Many travelers who are planning South American travel will be drawn to Rio de Janeiro for famous sights like Sugar Loaf mountain or Copacabana beach. Yet as much as these are part of the identity of the city, there's another part of Rio that most tourists don't often see: the favelas.
Favelas are essentially shantytowns that surround the city. Residents here are desperately poor and homes are often made out of pieces of scrap metal and wood. For many years, tourists were told to ignore these areas, as they were considered unsafe for tourists.
Yet a new initiative is now looking to highlight the favelas and their unique culture. The Rio de Janeiro government recently began upgrading some favelas to serve as tourist attractions.

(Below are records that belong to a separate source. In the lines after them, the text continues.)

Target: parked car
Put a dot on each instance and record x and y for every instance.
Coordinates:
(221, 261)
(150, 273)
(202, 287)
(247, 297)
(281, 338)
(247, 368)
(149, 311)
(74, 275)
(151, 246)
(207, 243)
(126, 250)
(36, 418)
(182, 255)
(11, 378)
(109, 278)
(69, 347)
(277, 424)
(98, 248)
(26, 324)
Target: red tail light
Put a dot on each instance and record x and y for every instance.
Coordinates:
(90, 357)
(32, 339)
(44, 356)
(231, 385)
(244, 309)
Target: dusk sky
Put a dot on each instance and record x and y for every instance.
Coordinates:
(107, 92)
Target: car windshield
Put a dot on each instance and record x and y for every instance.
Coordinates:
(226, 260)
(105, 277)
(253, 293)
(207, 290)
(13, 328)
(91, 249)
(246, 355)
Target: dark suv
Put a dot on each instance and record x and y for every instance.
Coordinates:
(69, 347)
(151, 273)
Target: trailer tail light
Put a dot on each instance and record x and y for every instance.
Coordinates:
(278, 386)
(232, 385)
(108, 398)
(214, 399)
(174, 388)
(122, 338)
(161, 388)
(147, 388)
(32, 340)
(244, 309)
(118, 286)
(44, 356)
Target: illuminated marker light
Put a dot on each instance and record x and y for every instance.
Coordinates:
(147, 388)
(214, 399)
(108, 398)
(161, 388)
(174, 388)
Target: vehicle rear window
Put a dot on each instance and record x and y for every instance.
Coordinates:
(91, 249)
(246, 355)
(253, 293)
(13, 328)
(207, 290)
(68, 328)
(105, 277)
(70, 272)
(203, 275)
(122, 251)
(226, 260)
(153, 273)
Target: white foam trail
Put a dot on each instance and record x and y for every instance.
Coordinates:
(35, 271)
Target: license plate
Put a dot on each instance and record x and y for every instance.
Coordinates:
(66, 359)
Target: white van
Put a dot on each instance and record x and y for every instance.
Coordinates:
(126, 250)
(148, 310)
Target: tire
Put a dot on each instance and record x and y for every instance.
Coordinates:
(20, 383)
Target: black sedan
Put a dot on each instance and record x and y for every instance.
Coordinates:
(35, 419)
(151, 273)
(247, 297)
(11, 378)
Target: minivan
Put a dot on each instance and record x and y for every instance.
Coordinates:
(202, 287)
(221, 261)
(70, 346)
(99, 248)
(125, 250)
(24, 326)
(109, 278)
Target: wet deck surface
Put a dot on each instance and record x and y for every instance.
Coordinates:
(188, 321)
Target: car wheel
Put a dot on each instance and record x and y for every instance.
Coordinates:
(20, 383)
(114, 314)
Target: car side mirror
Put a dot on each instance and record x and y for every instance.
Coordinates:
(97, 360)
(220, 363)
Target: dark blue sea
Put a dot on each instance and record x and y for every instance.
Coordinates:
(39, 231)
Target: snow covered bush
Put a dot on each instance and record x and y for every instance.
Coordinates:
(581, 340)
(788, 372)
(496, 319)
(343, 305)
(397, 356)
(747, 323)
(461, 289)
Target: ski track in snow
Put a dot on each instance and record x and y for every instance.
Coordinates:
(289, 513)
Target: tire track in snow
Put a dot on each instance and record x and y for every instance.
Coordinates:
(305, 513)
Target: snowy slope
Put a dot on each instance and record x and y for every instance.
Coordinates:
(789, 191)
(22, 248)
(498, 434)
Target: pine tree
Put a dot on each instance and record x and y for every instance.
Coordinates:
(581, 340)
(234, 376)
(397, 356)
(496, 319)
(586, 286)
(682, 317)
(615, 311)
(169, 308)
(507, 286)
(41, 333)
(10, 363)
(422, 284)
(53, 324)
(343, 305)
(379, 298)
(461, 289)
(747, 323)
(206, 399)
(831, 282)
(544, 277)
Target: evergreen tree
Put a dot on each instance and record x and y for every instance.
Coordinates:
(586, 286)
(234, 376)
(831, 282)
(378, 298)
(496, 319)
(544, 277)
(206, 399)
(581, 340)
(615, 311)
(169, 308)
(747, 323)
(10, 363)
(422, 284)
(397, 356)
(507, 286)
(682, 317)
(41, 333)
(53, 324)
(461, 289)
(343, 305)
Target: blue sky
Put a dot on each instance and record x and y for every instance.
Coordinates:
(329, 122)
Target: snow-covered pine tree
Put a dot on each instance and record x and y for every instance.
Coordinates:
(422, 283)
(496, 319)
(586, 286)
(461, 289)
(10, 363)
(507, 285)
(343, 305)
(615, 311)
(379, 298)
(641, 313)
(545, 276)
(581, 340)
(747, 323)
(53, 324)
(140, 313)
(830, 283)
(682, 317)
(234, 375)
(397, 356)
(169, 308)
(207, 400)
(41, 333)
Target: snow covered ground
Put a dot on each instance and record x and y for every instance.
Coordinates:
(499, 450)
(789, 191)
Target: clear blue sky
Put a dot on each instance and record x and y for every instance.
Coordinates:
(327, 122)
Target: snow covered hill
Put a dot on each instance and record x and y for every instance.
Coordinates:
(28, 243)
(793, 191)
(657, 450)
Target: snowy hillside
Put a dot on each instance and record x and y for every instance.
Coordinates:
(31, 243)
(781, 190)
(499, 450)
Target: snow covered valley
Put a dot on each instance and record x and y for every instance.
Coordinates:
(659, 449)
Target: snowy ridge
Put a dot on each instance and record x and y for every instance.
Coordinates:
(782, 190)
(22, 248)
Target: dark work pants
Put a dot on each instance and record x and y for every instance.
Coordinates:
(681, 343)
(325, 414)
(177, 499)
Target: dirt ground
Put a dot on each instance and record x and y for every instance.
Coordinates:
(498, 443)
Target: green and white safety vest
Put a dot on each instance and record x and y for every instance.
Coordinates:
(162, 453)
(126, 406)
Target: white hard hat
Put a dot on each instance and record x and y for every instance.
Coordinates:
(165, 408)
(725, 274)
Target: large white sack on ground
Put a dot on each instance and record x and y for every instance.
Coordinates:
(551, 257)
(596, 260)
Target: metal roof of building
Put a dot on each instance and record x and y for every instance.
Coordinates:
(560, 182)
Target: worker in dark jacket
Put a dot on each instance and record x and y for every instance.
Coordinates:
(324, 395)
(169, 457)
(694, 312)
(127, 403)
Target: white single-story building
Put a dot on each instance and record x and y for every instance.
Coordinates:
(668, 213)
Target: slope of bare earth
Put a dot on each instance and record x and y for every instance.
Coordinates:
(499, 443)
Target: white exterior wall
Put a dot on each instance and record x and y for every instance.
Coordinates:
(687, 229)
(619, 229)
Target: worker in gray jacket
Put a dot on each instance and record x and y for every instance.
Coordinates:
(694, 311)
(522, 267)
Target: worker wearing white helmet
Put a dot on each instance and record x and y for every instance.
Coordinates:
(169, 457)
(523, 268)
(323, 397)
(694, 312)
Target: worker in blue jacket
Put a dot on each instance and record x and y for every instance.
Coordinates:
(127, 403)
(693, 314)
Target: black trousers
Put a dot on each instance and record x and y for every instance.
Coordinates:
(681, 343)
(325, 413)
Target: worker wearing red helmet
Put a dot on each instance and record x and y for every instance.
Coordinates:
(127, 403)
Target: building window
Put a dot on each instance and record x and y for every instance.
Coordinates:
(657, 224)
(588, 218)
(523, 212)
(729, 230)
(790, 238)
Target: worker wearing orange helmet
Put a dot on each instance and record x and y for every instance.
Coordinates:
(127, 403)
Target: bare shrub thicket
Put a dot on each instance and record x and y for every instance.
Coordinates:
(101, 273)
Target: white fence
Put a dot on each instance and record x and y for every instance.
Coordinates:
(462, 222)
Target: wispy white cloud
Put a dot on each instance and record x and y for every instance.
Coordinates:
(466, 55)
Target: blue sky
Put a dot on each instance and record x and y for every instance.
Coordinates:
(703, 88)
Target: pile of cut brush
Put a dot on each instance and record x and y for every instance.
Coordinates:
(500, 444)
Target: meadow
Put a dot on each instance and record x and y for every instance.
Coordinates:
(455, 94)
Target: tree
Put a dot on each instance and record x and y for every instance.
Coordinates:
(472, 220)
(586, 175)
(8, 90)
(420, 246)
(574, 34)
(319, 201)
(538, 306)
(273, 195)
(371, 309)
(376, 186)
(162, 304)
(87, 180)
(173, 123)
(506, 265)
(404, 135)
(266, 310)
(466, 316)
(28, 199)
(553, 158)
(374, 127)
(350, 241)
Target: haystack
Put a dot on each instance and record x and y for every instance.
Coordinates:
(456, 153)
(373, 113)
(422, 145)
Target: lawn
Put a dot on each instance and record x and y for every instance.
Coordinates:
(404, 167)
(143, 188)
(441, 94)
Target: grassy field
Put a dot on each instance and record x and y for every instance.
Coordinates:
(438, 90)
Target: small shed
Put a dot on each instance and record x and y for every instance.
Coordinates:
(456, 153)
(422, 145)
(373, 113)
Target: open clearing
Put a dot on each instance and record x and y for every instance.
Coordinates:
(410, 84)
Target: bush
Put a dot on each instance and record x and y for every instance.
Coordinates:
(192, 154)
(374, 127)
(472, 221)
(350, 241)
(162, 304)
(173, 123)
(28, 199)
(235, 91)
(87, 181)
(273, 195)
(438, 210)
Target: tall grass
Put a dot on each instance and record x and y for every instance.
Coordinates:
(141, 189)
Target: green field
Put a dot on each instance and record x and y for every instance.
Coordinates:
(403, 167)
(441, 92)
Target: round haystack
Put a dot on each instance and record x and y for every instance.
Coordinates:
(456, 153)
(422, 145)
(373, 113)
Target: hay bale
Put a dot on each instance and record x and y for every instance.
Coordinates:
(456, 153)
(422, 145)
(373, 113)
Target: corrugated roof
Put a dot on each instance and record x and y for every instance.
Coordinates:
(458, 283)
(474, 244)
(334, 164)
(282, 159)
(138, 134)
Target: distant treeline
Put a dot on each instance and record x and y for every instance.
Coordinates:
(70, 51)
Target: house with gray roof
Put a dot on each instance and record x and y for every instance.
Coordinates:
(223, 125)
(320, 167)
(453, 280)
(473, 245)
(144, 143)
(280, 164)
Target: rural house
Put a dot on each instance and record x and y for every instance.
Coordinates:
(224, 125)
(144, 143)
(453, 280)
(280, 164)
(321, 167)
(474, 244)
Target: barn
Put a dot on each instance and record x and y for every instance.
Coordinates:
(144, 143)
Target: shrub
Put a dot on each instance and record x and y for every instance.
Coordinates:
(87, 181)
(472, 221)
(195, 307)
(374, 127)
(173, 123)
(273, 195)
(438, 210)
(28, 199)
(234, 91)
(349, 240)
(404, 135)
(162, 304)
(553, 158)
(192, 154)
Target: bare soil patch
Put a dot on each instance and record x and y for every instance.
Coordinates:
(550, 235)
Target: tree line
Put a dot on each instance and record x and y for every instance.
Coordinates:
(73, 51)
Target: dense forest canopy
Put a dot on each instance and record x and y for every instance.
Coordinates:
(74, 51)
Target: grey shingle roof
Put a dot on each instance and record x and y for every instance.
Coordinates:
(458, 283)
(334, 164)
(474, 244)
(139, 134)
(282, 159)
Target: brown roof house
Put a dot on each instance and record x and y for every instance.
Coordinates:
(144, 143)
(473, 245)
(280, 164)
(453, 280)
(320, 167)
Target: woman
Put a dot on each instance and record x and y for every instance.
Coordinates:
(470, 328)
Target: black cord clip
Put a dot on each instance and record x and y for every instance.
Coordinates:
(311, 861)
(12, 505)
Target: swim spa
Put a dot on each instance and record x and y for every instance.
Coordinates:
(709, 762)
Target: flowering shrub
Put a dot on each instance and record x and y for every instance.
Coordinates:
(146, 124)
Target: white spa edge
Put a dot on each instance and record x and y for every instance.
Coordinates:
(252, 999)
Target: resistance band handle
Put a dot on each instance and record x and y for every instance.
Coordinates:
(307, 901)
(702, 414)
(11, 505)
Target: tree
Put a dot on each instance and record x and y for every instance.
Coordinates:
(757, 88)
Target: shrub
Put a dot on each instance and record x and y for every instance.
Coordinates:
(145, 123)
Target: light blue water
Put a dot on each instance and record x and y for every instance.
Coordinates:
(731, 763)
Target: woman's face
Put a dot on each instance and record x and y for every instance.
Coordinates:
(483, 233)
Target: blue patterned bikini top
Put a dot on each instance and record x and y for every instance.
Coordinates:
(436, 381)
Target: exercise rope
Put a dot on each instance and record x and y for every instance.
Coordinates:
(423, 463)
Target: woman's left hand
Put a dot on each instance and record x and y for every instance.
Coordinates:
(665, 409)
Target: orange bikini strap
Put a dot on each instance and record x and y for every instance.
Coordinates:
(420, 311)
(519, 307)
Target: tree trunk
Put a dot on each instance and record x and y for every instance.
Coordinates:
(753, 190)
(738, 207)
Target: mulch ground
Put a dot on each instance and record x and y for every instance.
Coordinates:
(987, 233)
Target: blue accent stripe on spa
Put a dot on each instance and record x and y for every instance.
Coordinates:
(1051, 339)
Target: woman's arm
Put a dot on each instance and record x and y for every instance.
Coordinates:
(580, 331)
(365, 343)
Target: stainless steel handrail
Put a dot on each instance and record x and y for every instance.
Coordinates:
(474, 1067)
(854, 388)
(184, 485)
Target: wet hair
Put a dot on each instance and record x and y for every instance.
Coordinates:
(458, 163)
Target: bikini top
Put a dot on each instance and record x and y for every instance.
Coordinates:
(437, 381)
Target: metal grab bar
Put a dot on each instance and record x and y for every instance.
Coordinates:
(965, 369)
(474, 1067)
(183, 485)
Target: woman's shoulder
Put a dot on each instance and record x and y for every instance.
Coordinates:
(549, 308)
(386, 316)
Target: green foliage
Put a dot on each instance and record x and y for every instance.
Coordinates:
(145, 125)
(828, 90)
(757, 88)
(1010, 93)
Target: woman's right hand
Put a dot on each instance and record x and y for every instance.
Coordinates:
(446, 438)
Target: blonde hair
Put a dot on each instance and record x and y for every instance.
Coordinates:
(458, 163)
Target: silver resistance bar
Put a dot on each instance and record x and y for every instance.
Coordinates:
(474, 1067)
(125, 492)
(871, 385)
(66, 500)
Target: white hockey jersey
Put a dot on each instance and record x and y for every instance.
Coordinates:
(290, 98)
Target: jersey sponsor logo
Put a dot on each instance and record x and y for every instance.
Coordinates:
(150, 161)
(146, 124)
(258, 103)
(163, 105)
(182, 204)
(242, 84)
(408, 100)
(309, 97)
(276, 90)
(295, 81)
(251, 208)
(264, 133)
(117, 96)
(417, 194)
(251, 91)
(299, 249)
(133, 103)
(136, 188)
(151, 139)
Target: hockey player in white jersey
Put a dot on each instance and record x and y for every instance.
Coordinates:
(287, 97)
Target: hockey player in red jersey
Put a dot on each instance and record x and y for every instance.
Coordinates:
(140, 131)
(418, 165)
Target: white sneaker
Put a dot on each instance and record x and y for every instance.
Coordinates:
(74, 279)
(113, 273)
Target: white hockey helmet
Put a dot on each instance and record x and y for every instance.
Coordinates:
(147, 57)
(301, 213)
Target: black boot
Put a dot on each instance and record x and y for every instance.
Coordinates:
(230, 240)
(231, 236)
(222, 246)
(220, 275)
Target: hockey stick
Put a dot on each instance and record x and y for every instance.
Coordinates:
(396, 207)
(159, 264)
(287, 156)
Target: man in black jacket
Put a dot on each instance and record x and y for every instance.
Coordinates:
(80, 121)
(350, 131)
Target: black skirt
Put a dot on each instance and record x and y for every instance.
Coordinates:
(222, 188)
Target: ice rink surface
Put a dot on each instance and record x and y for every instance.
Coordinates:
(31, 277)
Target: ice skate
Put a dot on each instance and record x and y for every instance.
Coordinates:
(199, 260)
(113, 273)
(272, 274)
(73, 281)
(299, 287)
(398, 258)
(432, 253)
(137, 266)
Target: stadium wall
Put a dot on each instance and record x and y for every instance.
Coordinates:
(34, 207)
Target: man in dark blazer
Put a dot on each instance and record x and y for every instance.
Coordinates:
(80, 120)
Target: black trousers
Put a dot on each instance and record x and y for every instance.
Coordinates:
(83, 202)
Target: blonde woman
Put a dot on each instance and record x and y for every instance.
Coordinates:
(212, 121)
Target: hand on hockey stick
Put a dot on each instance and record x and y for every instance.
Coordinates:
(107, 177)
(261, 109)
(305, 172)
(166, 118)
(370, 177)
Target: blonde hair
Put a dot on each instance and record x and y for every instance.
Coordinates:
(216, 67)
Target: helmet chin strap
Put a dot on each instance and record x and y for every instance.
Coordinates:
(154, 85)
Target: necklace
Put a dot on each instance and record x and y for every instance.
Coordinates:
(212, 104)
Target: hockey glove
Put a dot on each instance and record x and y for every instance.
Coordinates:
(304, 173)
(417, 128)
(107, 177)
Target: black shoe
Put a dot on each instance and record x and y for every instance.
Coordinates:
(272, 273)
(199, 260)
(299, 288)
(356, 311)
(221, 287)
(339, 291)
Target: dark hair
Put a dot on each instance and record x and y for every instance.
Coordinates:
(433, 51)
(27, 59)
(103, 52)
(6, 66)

And several independent tour operators have been taking groups into the slums for years, according to the New Zealand Herald.
The favelas have many problems, but there are bright spots as well. These tight-knit communities have formed their own unique culture and feature an authentic experience for travelers. The most breathtaking views of the city can also usually only be seen from a favela. In addition, they offer travelers a unique perspective on how others live, which is for many people what travel is all about.
The great thing about these new initiatives is that much of the money generated will go straight into the community, especially the schools. Many of the favelas have already cleaned themselves up, and if the new tours prove popular, more could achieve that soon.